Critical Minerals Strategy under the Trump Administration
Fourteen months into the second Trump administration, critical minerals have emerged as a central pillar of US economic and national security policy. Rare earth elements, lithium, copper, graphite, and dozens of other materials underpin modern industrial power: they are essential to advanced weapons systems, semiconductor manufacturing, artificial intelligence infrastructure, data centers, electric grids, and emerging energy technologies. As demand accelerates and geopolitical competition intensifies, the strategic importance of these resources has become impossible for policymakers to ignore.
For decades, however, the United States largely treated mining and mineral supply chains as commercial sectors rather than strategic industries. Global supply chains were allowed to consolidate around the lowest-cost producers, and the downstream stages of processing and refining became increasingly concentrated in China. Strategy was dominated by a “value-for-money” perspective, understandably so in a highly globalized economy. By the early 2020s, however, the consequences of that approach are clear: the United States has become heavily dependent on foreign suppliers for many critical materials and lacks domestic capacity in key stages of mineral processing.
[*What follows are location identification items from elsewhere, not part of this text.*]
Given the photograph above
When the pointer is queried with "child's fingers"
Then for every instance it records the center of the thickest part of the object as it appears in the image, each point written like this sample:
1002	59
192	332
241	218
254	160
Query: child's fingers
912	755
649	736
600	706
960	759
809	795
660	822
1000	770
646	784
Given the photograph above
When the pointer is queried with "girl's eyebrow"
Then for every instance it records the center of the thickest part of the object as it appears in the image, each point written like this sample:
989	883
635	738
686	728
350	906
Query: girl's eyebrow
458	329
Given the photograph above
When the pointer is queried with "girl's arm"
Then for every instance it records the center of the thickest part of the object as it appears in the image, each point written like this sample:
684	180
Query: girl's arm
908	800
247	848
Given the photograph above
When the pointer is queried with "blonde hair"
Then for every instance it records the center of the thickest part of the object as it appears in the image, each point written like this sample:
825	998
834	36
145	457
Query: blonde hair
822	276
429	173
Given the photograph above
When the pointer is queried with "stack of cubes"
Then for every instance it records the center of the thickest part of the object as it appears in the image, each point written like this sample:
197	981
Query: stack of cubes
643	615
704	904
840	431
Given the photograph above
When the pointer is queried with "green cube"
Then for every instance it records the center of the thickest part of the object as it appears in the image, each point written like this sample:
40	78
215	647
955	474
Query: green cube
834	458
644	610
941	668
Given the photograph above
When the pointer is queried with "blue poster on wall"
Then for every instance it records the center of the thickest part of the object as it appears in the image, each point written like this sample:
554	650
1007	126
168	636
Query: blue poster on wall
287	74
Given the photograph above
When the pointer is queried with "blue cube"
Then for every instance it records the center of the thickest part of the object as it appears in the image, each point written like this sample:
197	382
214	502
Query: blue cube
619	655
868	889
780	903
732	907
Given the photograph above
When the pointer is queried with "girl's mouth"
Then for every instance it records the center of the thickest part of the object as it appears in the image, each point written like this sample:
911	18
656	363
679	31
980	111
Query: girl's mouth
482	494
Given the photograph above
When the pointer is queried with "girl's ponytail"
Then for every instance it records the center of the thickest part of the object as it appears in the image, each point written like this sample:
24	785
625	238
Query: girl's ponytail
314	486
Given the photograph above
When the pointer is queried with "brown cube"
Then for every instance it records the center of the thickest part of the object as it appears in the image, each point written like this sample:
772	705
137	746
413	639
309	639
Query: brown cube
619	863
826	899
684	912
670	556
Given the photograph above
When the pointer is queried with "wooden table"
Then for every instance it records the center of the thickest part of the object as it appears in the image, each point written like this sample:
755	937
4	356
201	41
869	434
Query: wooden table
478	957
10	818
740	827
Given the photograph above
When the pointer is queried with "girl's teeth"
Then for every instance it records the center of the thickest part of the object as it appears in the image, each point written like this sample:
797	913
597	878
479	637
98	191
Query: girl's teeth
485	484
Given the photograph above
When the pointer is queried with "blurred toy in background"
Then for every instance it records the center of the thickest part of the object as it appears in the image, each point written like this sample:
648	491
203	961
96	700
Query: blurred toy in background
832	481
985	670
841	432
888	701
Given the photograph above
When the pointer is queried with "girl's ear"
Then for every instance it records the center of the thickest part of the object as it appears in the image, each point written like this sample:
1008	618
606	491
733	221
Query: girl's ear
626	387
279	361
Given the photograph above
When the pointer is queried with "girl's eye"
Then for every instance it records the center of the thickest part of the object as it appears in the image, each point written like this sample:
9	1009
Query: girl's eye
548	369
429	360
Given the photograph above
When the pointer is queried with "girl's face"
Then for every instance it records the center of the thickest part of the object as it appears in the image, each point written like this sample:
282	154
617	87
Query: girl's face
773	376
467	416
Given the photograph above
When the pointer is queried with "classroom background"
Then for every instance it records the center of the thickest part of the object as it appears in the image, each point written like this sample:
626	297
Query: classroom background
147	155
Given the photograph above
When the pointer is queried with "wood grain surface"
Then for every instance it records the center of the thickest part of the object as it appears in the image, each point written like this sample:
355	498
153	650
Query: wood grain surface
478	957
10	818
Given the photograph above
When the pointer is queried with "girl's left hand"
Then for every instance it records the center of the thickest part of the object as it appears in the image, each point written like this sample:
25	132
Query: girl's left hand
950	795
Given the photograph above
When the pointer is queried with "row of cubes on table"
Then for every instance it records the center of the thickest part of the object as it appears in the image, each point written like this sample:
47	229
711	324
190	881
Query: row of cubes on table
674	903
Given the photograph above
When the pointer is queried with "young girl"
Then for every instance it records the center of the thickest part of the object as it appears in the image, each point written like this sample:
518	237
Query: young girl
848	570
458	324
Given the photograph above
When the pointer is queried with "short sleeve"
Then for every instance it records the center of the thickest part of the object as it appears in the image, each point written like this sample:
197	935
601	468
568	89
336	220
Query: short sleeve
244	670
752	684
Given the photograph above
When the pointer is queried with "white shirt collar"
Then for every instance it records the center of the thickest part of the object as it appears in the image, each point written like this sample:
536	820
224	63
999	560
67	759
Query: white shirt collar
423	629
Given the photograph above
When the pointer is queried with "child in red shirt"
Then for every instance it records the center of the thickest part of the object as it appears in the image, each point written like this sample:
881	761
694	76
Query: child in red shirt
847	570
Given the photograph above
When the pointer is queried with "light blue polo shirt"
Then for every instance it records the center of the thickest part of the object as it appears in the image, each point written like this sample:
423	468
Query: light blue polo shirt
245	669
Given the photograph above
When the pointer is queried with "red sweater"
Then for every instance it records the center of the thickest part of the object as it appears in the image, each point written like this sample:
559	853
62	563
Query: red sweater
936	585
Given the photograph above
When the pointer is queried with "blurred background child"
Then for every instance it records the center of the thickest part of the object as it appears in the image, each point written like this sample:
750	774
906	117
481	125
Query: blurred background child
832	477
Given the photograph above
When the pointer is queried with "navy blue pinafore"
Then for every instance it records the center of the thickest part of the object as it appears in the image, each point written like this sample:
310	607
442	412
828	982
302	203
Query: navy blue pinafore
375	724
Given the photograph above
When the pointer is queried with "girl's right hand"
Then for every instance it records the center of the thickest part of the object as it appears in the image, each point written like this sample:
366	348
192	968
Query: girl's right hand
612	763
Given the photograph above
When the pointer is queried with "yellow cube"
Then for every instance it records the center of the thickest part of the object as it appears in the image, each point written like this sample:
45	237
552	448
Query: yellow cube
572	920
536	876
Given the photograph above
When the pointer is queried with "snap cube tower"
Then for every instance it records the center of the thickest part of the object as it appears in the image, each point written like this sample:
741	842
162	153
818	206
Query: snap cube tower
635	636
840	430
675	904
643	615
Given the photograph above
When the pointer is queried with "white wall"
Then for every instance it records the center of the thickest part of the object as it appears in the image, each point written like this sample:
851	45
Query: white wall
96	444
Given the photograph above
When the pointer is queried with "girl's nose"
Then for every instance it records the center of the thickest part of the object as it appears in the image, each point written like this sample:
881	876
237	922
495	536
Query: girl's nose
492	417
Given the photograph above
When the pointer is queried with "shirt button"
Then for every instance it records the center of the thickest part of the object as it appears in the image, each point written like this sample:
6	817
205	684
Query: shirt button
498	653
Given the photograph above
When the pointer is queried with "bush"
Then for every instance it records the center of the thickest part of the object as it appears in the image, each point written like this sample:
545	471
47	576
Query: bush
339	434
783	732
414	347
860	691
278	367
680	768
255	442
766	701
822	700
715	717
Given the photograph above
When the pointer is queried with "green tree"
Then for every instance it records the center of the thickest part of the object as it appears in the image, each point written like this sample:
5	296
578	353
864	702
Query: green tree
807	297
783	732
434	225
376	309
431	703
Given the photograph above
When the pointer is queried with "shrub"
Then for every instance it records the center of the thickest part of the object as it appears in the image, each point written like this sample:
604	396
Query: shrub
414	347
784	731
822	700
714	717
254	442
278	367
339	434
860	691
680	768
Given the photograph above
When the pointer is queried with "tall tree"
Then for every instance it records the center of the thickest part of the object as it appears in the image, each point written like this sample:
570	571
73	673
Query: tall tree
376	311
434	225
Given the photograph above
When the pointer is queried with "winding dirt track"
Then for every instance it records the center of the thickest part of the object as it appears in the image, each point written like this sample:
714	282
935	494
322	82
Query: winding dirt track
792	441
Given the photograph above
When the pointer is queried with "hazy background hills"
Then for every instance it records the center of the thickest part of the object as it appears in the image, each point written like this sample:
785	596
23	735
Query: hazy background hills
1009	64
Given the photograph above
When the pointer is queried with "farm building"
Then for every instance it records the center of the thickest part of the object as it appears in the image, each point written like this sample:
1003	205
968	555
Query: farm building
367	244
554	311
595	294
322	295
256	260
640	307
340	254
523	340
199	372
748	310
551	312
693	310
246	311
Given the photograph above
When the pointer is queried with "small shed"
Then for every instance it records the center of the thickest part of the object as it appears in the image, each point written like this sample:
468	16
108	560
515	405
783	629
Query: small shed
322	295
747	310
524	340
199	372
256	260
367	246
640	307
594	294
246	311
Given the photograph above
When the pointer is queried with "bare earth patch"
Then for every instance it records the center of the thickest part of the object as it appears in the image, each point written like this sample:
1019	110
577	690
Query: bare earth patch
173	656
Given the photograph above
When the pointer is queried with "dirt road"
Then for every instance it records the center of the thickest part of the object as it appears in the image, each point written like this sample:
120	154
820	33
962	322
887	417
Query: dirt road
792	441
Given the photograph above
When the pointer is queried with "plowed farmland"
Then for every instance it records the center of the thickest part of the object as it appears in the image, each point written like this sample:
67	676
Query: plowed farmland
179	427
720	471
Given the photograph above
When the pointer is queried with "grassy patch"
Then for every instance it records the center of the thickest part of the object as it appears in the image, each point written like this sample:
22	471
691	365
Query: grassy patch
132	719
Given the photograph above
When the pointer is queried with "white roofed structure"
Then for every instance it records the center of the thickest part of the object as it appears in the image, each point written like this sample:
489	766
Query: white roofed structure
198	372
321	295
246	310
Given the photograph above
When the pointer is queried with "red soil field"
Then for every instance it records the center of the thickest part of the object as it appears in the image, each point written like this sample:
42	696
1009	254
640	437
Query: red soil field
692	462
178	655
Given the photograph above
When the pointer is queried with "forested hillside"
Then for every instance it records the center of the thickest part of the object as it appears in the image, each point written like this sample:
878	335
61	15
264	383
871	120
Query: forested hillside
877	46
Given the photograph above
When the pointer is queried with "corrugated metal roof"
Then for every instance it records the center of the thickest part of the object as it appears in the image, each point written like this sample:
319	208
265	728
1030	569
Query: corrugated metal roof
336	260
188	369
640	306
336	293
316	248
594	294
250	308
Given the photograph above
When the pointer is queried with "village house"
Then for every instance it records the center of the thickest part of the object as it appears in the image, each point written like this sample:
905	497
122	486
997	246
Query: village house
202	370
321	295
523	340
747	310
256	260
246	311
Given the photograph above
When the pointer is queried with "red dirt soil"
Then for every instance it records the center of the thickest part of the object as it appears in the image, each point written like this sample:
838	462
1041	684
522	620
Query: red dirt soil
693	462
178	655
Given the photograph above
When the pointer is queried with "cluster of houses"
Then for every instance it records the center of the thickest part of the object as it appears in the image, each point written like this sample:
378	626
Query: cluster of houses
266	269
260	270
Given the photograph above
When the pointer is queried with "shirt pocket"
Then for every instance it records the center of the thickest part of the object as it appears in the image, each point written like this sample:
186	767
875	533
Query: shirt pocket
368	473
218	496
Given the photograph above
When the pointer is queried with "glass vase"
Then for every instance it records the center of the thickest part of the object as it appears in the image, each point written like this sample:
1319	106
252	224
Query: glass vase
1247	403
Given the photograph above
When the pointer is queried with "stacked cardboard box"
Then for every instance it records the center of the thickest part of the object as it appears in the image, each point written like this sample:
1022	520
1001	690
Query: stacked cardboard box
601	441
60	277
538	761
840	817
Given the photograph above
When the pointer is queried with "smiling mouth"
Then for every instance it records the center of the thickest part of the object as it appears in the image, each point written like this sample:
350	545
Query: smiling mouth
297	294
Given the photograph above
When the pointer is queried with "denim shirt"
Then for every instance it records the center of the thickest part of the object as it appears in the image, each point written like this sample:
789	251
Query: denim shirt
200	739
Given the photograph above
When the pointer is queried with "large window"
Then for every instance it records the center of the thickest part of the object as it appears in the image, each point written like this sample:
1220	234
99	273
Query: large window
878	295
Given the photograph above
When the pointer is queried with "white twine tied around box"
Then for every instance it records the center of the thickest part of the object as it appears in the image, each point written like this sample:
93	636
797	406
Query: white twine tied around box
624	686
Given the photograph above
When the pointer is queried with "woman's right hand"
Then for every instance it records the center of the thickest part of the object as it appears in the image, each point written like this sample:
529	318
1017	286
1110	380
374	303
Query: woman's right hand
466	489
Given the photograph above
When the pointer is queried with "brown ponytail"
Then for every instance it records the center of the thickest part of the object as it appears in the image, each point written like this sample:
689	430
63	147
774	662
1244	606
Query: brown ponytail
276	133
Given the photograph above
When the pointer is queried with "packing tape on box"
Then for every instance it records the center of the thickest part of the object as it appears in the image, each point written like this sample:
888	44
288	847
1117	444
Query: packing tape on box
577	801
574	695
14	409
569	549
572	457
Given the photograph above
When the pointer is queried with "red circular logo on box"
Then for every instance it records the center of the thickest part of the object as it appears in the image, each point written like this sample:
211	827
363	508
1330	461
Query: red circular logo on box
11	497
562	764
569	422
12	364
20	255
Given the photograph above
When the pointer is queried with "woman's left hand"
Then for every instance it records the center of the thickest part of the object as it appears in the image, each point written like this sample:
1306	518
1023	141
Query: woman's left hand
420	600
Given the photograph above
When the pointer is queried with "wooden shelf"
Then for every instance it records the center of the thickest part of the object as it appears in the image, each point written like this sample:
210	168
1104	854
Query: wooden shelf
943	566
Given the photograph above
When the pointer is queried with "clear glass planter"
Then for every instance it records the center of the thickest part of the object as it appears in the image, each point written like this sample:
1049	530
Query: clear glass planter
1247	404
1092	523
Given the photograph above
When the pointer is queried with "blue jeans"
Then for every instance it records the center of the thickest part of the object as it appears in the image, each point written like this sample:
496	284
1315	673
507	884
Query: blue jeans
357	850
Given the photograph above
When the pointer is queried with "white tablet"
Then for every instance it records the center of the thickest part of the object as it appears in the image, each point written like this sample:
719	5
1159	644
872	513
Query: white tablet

The second Trump administration entered office promising to reverse these vulnerabilities. Through executive orders, trade investigations, financing mechanisms, and diplomatic initiatives, the administration has attempted to reposition critical minerals as a cornerstone of US economic statecraft.
As of spring 2026, the results are mixed but significant. The administration has clearly elevated the strategic importance of mineral supply chains and introduced a series of new policy tools aimed at reshaping them. At the same time, structural challenges – such as long permitting timelines, limited refining capacity, geopolitical trade-offs, and entrenched Chinese dominance in key segments of the supply chain – remain formidable.
The question now is whether the administration’s efforts represent the beginnings of a durable strategy, or merely the early stages of a policy experiment. Or to put it more directly, will America stay the course?